Il processo di Verona - 1962 - di Carlo Lizzani
Dialoghi realistici, scene come in un documentario, attori ugualmente identificabili con quelli del periodo storico. Atmosfera cupa e fosca, facce glabre e feroci. Il castello di Verona appare in tutta la sua tetra inquietudine. Questa non è una "storia", è pura Storia che tutti noi dovremmo ricordare o sapere. Nella pseudo tragedia generale del Fascismo quell'episodio finale del processo fu senz'altro tragedia vera; famigliari che si sbranano, cortigiani bramosi di vendetta, dimentichi dei trascorsi poco "storici". Boria, megalomania, superficialità. Le donne, solo loro, hanno una credibilità quasi scespiriana. Edda e Rachele, figlia e madre, sono consapevoli dell'atrocità a cui partecipano, sanno almeno distinguere la farsa e l'intrigo dalla realtà. E l'inviata della Gestapo è una Jago o una innamorata tentata di salvare Ciano? Chi ha vivo il ricordo di quelle persone ne riconosce la vicinanza al vero.
Il generale Del Bono, più di tutti, comprende che il destino per loro è segnato. Scene brevi, dialoghi stringati, nebbia morale ovunque. Si è detto di Shakespeare; ci pare l'unico film che rappresenta "dal vero" l'atto finale. Mussolini fatiscente, sono i crudeli sicofanti e sgherri a dominare la lugubre regia. I dialoghi quasi sempre si svolgono fra due persone in stanze grigie e semibuie o all'aperto lungo viali alberati e spettrali.
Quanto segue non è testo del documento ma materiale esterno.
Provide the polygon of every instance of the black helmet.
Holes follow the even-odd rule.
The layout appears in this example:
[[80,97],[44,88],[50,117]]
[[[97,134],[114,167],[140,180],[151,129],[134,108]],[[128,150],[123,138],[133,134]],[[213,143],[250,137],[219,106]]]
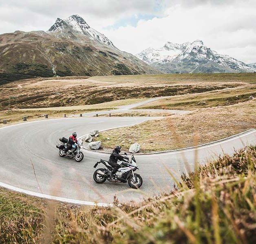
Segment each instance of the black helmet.
[[120,152],[121,151],[121,147],[120,146],[116,146],[114,150],[117,152]]

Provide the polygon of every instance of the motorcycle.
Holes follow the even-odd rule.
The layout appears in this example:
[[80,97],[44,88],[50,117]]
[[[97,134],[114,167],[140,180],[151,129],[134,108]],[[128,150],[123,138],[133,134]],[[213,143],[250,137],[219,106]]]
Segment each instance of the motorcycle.
[[68,142],[68,140],[64,137],[60,138],[59,140],[60,142],[58,143],[56,147],[59,149],[59,155],[60,157],[66,156],[70,158],[75,157],[75,160],[77,162],[81,162],[83,160],[84,154],[80,150],[83,147],[82,139],[79,139],[77,143],[75,143],[72,145],[72,149],[68,150],[66,154],[65,153],[65,150],[67,148],[66,144]]
[[[124,153],[127,157],[127,154]],[[138,170],[138,165],[133,155],[131,159],[124,159],[117,163],[121,166],[115,173],[115,176],[113,179],[110,176],[110,174],[113,169],[108,161],[100,159],[97,162],[93,168],[96,168],[98,164],[102,163],[106,166],[105,168],[97,169],[93,174],[93,179],[96,183],[102,184],[107,180],[110,182],[122,182],[128,184],[132,188],[139,188],[142,185],[142,178],[138,174],[134,172]]]

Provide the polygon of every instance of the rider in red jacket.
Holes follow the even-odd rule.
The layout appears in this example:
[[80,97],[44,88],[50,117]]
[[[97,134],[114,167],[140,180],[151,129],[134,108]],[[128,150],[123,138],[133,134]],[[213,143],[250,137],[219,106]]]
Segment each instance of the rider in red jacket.
[[68,151],[72,148],[72,146],[75,143],[77,142],[77,134],[76,132],[74,132],[72,135],[71,135],[68,138],[68,142],[67,143],[67,147],[65,150],[65,152],[66,153]]

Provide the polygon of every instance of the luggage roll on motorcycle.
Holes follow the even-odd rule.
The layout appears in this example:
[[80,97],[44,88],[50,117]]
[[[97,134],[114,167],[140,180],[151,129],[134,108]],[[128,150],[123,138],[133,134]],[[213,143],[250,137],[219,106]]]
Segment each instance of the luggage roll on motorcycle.
[[[127,155],[125,153],[125,154]],[[110,173],[113,168],[108,163],[108,161],[100,159],[93,166],[96,168],[98,164],[102,163],[106,166],[105,168],[97,169],[93,174],[93,179],[99,184],[105,182],[107,180],[110,182],[128,183],[129,185],[132,188],[139,188],[142,185],[142,178],[138,174],[134,172],[139,169],[136,161],[132,155],[131,159],[123,159],[117,163],[121,166],[115,173],[114,179],[110,176]]]
[[75,158],[75,160],[77,162],[81,162],[84,158],[84,154],[81,152],[80,149],[82,147],[83,143],[82,139],[79,139],[77,141],[77,144],[74,144],[71,150],[69,150],[66,154],[65,153],[65,150],[67,148],[66,144],[68,142],[67,138],[63,137],[59,139],[60,142],[56,145],[59,149],[59,155],[61,157],[65,156],[70,158]]

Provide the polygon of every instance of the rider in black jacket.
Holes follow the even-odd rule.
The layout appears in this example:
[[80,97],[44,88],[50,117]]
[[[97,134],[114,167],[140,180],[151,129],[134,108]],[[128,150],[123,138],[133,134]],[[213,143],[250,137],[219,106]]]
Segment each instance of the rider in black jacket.
[[113,168],[110,173],[110,177],[113,177],[117,170],[120,167],[120,165],[117,163],[117,160],[121,160],[124,158],[127,158],[126,157],[123,157],[119,154],[121,151],[121,147],[119,146],[117,146],[114,148],[114,150],[109,157],[108,163]]
[[67,143],[67,147],[65,150],[65,153],[66,153],[68,150],[72,149],[72,145],[77,142],[77,134],[76,132],[74,132],[72,135],[71,135],[68,138],[68,142]]

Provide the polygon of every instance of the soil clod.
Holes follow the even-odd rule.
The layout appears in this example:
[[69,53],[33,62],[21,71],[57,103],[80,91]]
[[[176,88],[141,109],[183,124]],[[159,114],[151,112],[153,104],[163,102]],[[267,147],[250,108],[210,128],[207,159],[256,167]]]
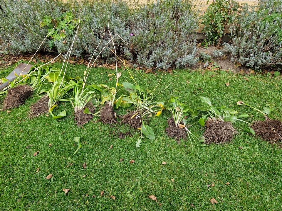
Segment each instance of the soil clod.
[[49,110],[48,102],[49,98],[47,95],[42,97],[34,104],[29,106],[30,113],[28,117],[30,118],[37,117],[43,113],[47,113]]
[[111,125],[117,123],[114,109],[110,104],[107,103],[105,105],[101,112],[100,119],[104,124]]
[[256,135],[271,143],[282,143],[282,122],[280,120],[268,119],[255,122],[251,127]]
[[165,129],[165,131],[167,135],[172,137],[175,138],[178,143],[180,142],[180,139],[185,139],[186,138],[187,134],[185,129],[183,127],[181,128],[176,127],[173,118],[172,117],[167,120],[167,122],[168,127]]
[[205,143],[207,144],[213,143],[216,144],[230,141],[237,133],[230,122],[216,120],[207,122],[204,133]]
[[128,124],[135,128],[141,127],[142,126],[140,116],[135,111],[132,111],[122,116],[122,122]]
[[31,87],[25,84],[9,89],[7,96],[3,100],[3,108],[9,109],[23,105],[32,93]]

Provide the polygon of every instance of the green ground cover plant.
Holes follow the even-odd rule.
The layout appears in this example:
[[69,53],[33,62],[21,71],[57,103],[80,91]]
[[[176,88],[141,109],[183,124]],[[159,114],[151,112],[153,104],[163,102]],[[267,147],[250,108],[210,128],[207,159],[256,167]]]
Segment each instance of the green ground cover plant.
[[[55,63],[52,67],[62,65]],[[82,77],[86,67],[70,64],[67,73]],[[128,72],[120,71],[120,81],[131,80]],[[159,79],[159,75],[130,71],[135,80],[142,81],[144,89],[151,89]],[[93,71],[89,84],[107,81],[109,87],[115,86],[116,81],[109,81],[111,70],[95,68]],[[6,74],[0,73],[0,77]],[[247,106],[239,107],[236,102],[241,100],[258,108],[267,102],[275,108],[269,117],[280,119],[281,79],[270,75],[179,69],[166,73],[155,91],[163,90],[158,99],[178,96],[192,108],[199,105],[200,96],[208,98],[216,107],[226,105],[257,120],[264,118]],[[3,97],[0,96],[0,100]],[[194,146],[194,153],[189,155],[189,142],[181,139],[177,143],[165,133],[171,115],[167,111],[163,111],[161,116],[144,120],[155,132],[155,139],[146,139],[136,148],[139,130],[126,125],[109,127],[98,121],[98,117],[78,127],[74,124],[72,106],[67,102],[60,104],[68,114],[63,118],[28,118],[29,106],[38,97],[33,96],[18,108],[0,111],[1,210],[282,208],[280,147],[241,131],[244,123],[233,123],[239,132],[231,143]],[[134,108],[120,107],[116,110],[118,120],[127,109]],[[189,129],[200,137],[203,131],[198,120],[189,121]],[[119,138],[121,133],[128,132],[131,135]],[[75,141],[78,140],[82,147]],[[213,198],[218,203],[213,200],[212,204]]]

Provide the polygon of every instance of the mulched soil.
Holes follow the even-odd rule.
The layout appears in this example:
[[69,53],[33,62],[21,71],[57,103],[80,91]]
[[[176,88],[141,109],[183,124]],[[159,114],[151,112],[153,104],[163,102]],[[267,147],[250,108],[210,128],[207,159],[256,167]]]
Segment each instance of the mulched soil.
[[[132,116],[133,117],[132,117]],[[122,116],[121,122],[128,124],[134,128],[141,127],[142,123],[140,116],[140,115],[136,114],[136,111],[132,111]]]
[[32,93],[31,87],[26,85],[19,85],[9,89],[7,96],[3,100],[3,108],[9,109],[23,105]]
[[211,143],[216,144],[229,142],[237,133],[230,122],[218,120],[207,122],[204,133],[204,142],[207,144]]
[[111,104],[107,103],[105,105],[101,112],[100,119],[102,122],[110,125],[116,123],[115,117],[114,109]]
[[282,122],[278,120],[268,119],[255,122],[251,127],[256,135],[271,143],[282,143]]
[[[177,143],[179,143],[180,139],[185,139],[187,134],[184,128],[180,128],[177,127],[173,117],[167,120],[167,125],[168,127],[165,129],[167,134],[169,137],[175,138],[177,140]],[[181,122],[180,123],[181,124]],[[181,124],[183,124],[183,123]]]
[[49,98],[47,95],[42,97],[34,104],[30,106],[30,112],[28,115],[30,118],[38,116],[41,114],[48,113],[49,110],[48,102]]

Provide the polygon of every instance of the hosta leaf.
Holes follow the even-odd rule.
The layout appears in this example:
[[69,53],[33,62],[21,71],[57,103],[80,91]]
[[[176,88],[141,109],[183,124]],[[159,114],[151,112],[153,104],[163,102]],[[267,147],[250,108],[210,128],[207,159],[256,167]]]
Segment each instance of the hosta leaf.
[[142,133],[149,139],[155,139],[155,133],[149,125],[143,124],[141,128],[141,130]]

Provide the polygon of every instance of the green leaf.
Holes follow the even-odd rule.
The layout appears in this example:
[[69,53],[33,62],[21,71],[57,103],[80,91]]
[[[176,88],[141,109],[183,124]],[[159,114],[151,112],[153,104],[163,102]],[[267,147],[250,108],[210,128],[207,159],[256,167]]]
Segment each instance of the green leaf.
[[136,92],[136,89],[134,85],[131,83],[128,82],[124,82],[122,83],[122,86],[126,90],[130,93]]
[[250,127],[248,126],[245,126],[243,128],[243,130],[245,132],[251,133],[253,135],[255,135],[254,131],[253,129],[253,128]]
[[141,131],[149,139],[155,139],[155,133],[152,128],[149,125],[143,124],[141,127]]
[[75,137],[73,138],[73,140],[75,142],[77,143],[77,149],[76,149],[76,150],[75,150],[75,151],[73,154],[73,156],[74,154],[76,153],[76,152],[78,150],[78,149],[82,147],[82,144],[81,144],[81,143],[80,142],[80,137]]

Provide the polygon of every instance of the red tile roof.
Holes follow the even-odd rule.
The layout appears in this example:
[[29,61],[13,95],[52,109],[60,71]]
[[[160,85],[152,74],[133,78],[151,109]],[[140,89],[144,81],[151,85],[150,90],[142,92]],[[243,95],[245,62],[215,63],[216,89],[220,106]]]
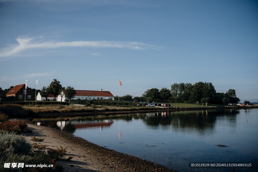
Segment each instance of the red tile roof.
[[110,92],[106,91],[89,91],[75,90],[76,96],[108,96],[114,97]]
[[15,85],[15,86],[12,89],[9,91],[9,92],[7,93],[7,94],[6,94],[6,95],[8,95],[8,94],[16,94],[16,93],[18,91],[20,90],[20,89],[22,88],[25,88],[25,84],[21,84],[20,85]]
[[2,96],[5,96],[6,93],[2,89],[0,89],[0,95],[2,95]]

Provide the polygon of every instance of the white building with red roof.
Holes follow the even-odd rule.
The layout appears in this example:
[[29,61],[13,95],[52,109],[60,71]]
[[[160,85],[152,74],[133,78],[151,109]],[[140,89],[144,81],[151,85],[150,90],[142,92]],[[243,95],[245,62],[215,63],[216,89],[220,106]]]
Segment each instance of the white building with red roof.
[[[76,90],[76,93],[74,95],[74,98],[72,100],[90,100],[93,99],[103,99],[114,100],[114,96],[109,91],[103,91],[102,89],[99,91]],[[62,101],[65,101],[65,95],[64,95]],[[61,96],[58,95],[57,101],[61,101]]]
[[[47,95],[47,99],[48,100],[47,100],[47,101],[53,101],[54,98],[54,95],[53,94],[49,94],[48,95]],[[55,98],[56,99],[57,98],[57,96],[56,96]],[[36,100],[38,101],[46,101],[46,97],[42,97],[40,94],[40,92],[38,92],[37,95],[37,97],[36,97]]]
Lizzani si è attenuto alla documentazione del momento: affinità dei personaggi, teatralità del processo e per la scena finale della fucilazione, il solo brusio della pellicola che scorre sui corpi crivellati di colpi. In realtà il film svela una tragedia famigliare, più che nazionale. Edda non sopporta che si parli di Storia mentre la sua famiglia viene distrutta. Nel film Ciano parla anche tanto dei suoi diari. A guerra finita si è saputo che essi contenevano ben poco di allarmante per i tedeschi. Una ulteriore prova di enfatica supponenza da parte sua. (Paolo D.)